Un sentiment de peur et de chaos s’est emparé de Maputo, la capitale du Mozambique, plongée dans une crise sans précédent. Depuis plusieurs jours, la ville est paralysée par des barricades, pillages et actes de vandalisme, déclenchés par la confirmation très contestée de la victoire du parti au pouvoir, le Frelimo, aux élections d’octobre dernier.
Dans les rues désertes de la capitale, les habitants commencent à cruellement manquer de tout : nourriture, essence, médicaments… Les étals des marchés restent désespérément vides et les files d’attente s’allongent devant les rares stations-service encore approvisionnées. « Je cherche du pain mais toutes les boulangeries sont fermées depuis quatre jours », se désole Isabel, 29 ans, drapée dans son capulana traditionnel.
Une spectaculaire évasion de prison sème la terreur
Pour ne rien arranger, une spectaculaire évasion survenue mercredi dans une prison de haute sécurité à Maputo a mis le feu aux poudres. Plus d’un millier de détenus se sont échappés, alimentant les rumeurs les plus folles. De nombreux habitants ont été réveillés en pleine nuit par des cris ou des bruits suspects.

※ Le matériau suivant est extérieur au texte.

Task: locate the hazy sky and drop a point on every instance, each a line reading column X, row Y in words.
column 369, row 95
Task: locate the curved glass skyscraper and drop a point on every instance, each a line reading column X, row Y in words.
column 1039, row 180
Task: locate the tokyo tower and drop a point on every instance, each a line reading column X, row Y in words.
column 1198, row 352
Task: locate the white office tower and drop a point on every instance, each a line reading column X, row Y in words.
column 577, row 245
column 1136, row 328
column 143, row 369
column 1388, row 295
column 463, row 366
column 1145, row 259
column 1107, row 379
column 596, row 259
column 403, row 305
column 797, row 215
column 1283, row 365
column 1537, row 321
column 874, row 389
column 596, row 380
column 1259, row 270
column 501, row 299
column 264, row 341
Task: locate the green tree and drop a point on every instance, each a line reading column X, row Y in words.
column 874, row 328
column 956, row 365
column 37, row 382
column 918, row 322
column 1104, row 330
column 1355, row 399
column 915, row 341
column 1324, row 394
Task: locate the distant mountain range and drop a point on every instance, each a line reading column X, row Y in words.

« Mon voisin est venu tambouriner à ma porte vers 3h du matin en hurlant que des hommes armés de machettes rodaient dans le quartier », raconte Maria Amelia, 55 ans. « Quand je suis sortie, j’ai vu que tous les habitants avaient sorti leurs couteaux, prêts à se défendre. Mais il n’y avait personne… J’étais terrifiée ! »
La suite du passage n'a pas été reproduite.